In: Korunk technikája, 1964. Gondolat Kiadó, Budapest, 1964.
Arthur MacDonald at the wheel of a Napier racing car. He captured the land speed record at Daytona beach in a Napier in 1905.
Photo: London Stereoscopic Company/Getty Images
Babs, aka Chitty Bang Bang 4, was John Godfrey Parry-Thomas’s speed record car. It set the record at 270 km/h, or just over 167 mph, on April 28th, 1926. The Welsh engineer and racer was the first driver to die during a land speed record attempt, in 1927.
Photo: Wikimedia Commons
World land speed record holder Malcolm Campbell during an attempt to break the land speed record in his Napier-Campbell Blue Bird II, at Pendine Sands, Carmarthen Bay, Wales, January 23rd, 1927.
Photo: E. Bacon/Topical Press Agency/Getty Images
The 1000 horsepower Sunbeam Mystery, in which Major Henry Segrave set a world land speed record of 327 km/h (or over 203 mph) on March 29th, 1927.
Photo: E. Bacon/Topical Press Agency/Getty Images
November 25th, 1927: Jules Foresti drives his Djelmo car down the ramp at Pendine Sands Camarthen for an attempt at the land speed record.
Photo: L. Blandford/Topical Press Agency/Getty Images
American racer Ray Keech in the White Triplex Special as he passes the flag to record a new World Land Speed Record of 333 km/h (almost 207 mph) in Daytona Beach, Florida, on April 21, 1928.
Photo: AP
American racing motorist Frank Lockhart, before his attempt on the world land speed record, in his Stutz Black Bear on Daytona Beach, Florida, on April 25, 1928. Lockhart was killed in his attempt.
Photo: AP
January 14th, 1929: Napier-Campbell ‘Blue Bird III’, a Napier Arrow Aster Car belonging to Malcolm Campbell, with its engine exposed.
Photo: Edward G. Malindine/Topical Press Agency/Getty Images
April 1929: The Golden Arrow, a record breaking car in London. Prior to this, Major Henry Segrave set his final land speed record at 372 km/h (231 mph) using this car in Daytona, in March.
Photo: Fox Photos/Getty Images
British racing driver Kaye Don and his new racing car the Silver Bullet at Wolverhampton, England on February 21, 1930.
Photo: Putnam/AP
March 27th, 1930: Kaye Don takes the Sunbeam Silver Bullet on a trial run at Daytona Beach, Florida. Powered by two supercharged engines of 24 litres each, the car failed to achieve any records.
Photo: Keystone/Getty Images
British racing driver Malcolm Campbell with his son Donald standing by the Campbell-Napier-Railton Blue Bird, the car in which Malcolm Campbell set the land speed record of 396 km/h (246 mph) on February 5, 1931.
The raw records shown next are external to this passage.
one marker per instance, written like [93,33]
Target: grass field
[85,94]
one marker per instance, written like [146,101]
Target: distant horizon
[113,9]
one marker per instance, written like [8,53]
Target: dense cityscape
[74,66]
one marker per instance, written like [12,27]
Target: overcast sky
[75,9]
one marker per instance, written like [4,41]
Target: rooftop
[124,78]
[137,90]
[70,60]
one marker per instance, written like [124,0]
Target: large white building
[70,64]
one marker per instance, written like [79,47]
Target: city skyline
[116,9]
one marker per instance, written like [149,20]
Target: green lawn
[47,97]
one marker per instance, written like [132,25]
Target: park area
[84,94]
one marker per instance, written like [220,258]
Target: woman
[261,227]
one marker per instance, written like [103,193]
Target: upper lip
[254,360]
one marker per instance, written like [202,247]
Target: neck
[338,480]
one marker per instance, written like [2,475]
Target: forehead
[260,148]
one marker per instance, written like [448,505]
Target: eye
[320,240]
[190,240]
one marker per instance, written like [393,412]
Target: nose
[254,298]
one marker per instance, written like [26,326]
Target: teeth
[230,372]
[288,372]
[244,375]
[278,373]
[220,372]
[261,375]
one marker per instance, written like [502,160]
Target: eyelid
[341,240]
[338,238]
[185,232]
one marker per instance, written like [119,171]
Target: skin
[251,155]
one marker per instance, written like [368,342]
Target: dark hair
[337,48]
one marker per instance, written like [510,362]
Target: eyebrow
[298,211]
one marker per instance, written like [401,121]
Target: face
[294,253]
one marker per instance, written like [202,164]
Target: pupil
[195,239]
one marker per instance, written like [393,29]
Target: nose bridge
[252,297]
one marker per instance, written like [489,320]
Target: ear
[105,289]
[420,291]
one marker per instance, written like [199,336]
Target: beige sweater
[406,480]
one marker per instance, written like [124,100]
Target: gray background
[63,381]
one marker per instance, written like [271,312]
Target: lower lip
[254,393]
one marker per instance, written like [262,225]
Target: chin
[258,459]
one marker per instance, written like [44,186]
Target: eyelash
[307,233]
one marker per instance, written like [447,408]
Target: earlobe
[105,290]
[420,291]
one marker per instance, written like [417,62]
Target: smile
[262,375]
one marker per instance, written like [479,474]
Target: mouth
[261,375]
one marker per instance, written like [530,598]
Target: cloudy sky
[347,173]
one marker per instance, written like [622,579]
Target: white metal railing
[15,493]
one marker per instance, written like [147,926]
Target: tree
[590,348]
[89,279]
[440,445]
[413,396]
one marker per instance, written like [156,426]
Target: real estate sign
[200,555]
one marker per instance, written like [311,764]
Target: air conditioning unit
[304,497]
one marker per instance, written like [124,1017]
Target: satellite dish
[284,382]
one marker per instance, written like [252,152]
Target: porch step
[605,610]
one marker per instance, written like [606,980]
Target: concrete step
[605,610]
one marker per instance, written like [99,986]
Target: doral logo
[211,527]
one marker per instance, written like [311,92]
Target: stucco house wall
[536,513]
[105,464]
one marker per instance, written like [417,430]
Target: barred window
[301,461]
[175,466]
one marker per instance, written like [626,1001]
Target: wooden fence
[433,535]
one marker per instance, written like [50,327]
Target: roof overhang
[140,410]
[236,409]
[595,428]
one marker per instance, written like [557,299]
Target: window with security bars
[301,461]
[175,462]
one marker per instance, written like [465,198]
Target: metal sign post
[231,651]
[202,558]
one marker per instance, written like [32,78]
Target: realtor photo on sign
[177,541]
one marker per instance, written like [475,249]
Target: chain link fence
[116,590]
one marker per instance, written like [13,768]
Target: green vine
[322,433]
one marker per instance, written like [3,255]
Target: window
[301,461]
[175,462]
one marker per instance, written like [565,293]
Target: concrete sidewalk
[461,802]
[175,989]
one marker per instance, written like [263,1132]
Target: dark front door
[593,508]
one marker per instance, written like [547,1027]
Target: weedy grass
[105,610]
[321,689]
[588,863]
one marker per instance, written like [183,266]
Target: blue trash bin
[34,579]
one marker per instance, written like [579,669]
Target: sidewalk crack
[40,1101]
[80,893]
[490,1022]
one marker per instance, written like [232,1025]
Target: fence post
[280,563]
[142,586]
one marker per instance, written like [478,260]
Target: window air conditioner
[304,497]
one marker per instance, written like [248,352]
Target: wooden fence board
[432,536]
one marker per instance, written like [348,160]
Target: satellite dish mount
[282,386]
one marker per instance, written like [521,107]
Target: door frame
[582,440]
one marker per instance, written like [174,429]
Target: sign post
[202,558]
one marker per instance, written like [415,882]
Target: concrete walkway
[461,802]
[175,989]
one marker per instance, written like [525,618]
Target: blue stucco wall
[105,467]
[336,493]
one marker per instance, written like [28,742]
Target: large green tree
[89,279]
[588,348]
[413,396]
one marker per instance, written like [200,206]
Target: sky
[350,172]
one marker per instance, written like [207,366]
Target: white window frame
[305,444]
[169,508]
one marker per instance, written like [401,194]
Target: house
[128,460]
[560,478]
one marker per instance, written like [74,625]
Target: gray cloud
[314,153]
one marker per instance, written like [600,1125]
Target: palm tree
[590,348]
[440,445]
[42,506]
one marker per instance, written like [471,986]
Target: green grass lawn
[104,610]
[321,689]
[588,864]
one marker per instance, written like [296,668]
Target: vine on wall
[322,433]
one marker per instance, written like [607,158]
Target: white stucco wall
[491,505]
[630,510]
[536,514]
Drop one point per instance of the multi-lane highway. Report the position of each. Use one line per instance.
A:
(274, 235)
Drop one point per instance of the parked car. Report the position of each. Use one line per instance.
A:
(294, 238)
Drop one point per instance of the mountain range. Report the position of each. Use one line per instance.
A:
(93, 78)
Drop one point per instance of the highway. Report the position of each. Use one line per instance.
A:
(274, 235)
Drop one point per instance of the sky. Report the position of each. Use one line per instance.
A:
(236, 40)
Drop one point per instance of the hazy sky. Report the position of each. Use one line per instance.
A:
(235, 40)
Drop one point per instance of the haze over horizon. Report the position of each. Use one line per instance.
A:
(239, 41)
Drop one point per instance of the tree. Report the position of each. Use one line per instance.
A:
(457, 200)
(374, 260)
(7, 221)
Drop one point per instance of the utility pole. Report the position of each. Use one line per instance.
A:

Photo: H. F. Davis/Topical Press Agency/Getty Images
The Campbell-Railton Blue Bird, Malcolm Campbell’s final land speed record car. Its first run was at Daytona, setting a record of 438 km/h (272 mph) on February 22nd, 1933.
In: Korunk technikája, 1964. Gondolat Kiadó, Budapest, 1964.
Malcolm Campbell makes an attempt at the world land speed record on Daytona Beach, Florida.
Photo: R. H. Lesesne/Fox Photos/Getty Images
August 17th, 1935: Captain George Eyston’s record-breaking car Speed of the Wind at Maida Vale, London.
Photo: David Savill/Topical Press Agency/Getty Images
September 12th, 1937: Captain George Eyston’s twin engine car Thunderbolt broke the land speed record with a speed of 556 km/h (345 mph).
Photo: Davies/Topical Press Agency/Getty Images
Lieutenant-Colonel Alfred Thomas Goldie Gardner was the first English racing car driver to exceed 322 km/h (200 mph) in his specially-engineered MG, in 1939.
Source: Arcanum
John Cobb’s Railton Mobil Special was powered by two supercharged W-12 aircraft engines. It was the first ground vehicle to break 640 km/h (400 mph) in 1947.
In: Korunk technikája, 1964. Gondolat Kiadó, Budapest, 1964.
The Fiat Abarth 750 Monza speed record car, from 1957, was designed by Pininfarina.
In: Korunk technikája, 1964. Gondolat Kiadó, Budapest, 1964.
Earlier Abarth speed record cars:
In: Ternai Zoltán: Korszerű gépkocsiszerkezetek. Műszaki Könyvkiadó, Budapest, 1961.
Donald Campbell’s Bluebird-Proteus CN7, the last land speed record car that was wheel driven, was built in 1960 and rebuilt in 1962. Campbell set a record of 648.7 km/h (403 mph) in July, 1964.
In: Korunk technikája, 1964. Gondolat Kiadó, Budapest, 1964.
Cutaway drawing of Campbell’s Bluebird.
In: Korunk technikája, 1964. Gondolat Kiadó, Budapest, 1964.
Donald Campbell’s Bluebird, powered by a Bristol Siddeley Proteus free turbine engine.
In: Autó-motor, 1964. VIII. 6.
Two technicians of Motor Panels Limited of Coventry, builders of the chassis and body of Donald Campbell’s Bluebird car, work on the front section of the frame at the Coventry works, England on June 30, 1960.
Photo: AP
Campbell’s Bluebird after an attempt to break the World Land Speed record.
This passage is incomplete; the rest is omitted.